(a)
- (1) The stock and debt estimate of market value is calculated by summing the market value of all stock and long-term debt securities.
- (2) Accumulated deferred federal income taxes and investment tax credits shall not be included in this approach as a separate item.
(b) Market value shall be calculated as follows:
(1) Market value of traded stock.
- (A)
(i) The market price may be derived from monthly prices from the period of September through December of the year immediately preceding the assessment date.
(ii) Consideration may also be given to prices derived from the same time period in the three (3) years immediately preceding the assessment date.
- (B) A premium or discount to the stock may be considered above or below the current market price where evidence warrants;
(2) Market value of nontraded stock.
(A)
- (i) In the absence of direct market data, the market value of stock shall be determined by way of a proxy.
- (ii) Where a parent-subsidiary company relationship exists and the subsidiary company does not have traded stock, the parent company’s stock may act as the appropriate proxy provided the parent is in the same risk class.
- (iii) A parent proxy may not be appropriate if the parent company is engaged in diversified business activities different from the subsidiary.
(B) The estimate of value of the nontraded stock shall be via consideration of:
- (i)
- (a) (a) The percentage relationship of the market to book equity ratio of the parent (proxy) company as applied to the subsidiary book equity.
(b) (b) Consideration may also be given to ratios derived from the same time period in the three (3) years immediately preceding the assessment date;
- (ii)
- (a) (a) The price-earnings multiple of the parent or proxy companies multiplied by the net income of the subsidiary, after adjustment for abnormalities.
(b) (b) The price-earnings multiple of the parent or proxy companies may be derived from monthly multiples from the period of September through December of the year immediately preceding the assessment date, with consideration given to multiples derived from the same time period in the three (3) years immediately preceding the assessment date, or the price-earnings multiple may be derived using current prices and future earnings estimates made by security analysts.
(c) (c) When employing this technique, comparability is required.
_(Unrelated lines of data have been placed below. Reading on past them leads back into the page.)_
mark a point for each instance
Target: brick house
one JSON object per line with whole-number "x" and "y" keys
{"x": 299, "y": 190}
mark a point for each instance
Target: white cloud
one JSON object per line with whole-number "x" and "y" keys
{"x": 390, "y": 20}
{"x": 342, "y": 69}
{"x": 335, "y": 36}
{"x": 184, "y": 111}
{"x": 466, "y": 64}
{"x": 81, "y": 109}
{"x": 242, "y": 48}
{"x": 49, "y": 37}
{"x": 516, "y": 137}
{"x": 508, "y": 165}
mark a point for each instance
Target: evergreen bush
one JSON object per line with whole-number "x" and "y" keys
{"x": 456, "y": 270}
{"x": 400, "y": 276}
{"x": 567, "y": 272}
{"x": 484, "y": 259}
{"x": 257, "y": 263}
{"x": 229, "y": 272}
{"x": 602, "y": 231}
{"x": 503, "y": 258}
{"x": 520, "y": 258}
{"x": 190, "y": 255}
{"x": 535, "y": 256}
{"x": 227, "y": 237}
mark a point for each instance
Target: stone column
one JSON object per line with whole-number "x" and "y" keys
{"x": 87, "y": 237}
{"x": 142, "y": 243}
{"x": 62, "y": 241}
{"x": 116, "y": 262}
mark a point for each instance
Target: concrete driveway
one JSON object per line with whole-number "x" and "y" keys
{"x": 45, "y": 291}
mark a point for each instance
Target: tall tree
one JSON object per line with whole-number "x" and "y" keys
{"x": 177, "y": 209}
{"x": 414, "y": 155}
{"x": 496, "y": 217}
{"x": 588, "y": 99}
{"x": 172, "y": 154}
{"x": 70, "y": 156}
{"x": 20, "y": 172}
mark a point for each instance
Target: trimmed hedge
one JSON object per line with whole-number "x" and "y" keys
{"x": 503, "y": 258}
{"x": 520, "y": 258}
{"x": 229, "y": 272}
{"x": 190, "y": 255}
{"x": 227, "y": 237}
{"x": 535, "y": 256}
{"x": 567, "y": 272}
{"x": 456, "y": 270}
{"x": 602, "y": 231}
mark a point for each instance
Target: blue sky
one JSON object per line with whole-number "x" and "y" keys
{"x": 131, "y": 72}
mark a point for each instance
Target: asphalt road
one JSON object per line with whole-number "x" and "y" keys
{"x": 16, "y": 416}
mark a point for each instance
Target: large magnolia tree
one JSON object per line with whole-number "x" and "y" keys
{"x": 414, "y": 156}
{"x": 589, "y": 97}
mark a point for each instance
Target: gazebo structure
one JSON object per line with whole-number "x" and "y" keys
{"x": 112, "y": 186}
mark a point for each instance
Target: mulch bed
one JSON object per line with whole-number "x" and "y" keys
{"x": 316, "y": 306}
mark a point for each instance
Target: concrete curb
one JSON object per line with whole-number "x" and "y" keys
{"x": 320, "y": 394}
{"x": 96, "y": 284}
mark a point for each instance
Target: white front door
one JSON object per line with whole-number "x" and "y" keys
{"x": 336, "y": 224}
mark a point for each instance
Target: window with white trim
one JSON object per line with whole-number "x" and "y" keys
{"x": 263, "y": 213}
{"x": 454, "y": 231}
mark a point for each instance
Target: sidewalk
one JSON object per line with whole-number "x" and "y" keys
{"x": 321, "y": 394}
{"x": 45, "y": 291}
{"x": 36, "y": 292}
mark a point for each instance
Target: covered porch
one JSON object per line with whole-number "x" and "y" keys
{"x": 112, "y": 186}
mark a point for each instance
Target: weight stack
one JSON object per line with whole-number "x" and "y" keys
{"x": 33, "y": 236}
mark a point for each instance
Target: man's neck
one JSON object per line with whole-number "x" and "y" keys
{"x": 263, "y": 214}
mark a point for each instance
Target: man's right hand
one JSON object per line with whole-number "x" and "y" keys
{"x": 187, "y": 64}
- (d) (d) In determining comparability, primary emphasis should be placed on each of the following items:
- (1) (1) Industry classes;
- (2) (2) Risk;
- (3) (3) Growth;
- (4) (4) Profitability;
- (5) (5) Size and physical characteristics; and
(6) (6) Other characteristics;
(iii) The values/ratios of the subsidiary components in relation to the parent as published by analysts in financial publications generally available to the public; and
- (iv) The total subsidiary to total parent ratio of:
- (a) (a) Gross plant;
(b) (b) Net plant;
(c) (c) Gross revenue; and
- (d) (d) Net operating income.
- (C) For parent-subsidiary companies or other companies not meeting the above requirement, other risk-equivalent companies having traded stock may be used to estimate the market value of nontraded stock;
(3) Market value of long-term debt and preferred stock.
- (A) Traded. When a telephone company’s long-term debt and preferred stock are traded, the market price of each debt and preferred issue shall be derived from monthly prices from the period of September through December of the year immediately preceding the assessment date.
(B) Nontraded.
- (i) In the absence of direct market data, the market value of debt and preferred stock may be estimated by way of a recognized financial rating such as the required current market rate or the yield to maturity of similarly rated debt securities of similar maturities.
- (ii) United States Treasury bonds shall be the proxy for all federally financed debt; and
(4) Nonoperating and nontaxable property.
- (A) Any nonoperating property or nontaxable property included within the unit value shall be deducted.
- (B) Nonoperating property that can be identified may be deducted directly by the use of a direct adjustment mechanism, which excludes those funding sources from the stock and debt indicator that are not directly related to the actual property subject to valuation.
(C) The estimate of the value of the remaining nonoperating property shall be via consideration of the total remaining nonoperating property to total property ratios of two (2) or more of the following:
- (i) Gross plant;
- (ii) Depreciated plant;
- (iii) Gross revenue; and
- (iv) Net operating income.
Codification Notes: This section was promulgated as part of Section II of the Market Valuation Rules for Telephone Companies prior to codification into the Code of Arkansas Rules.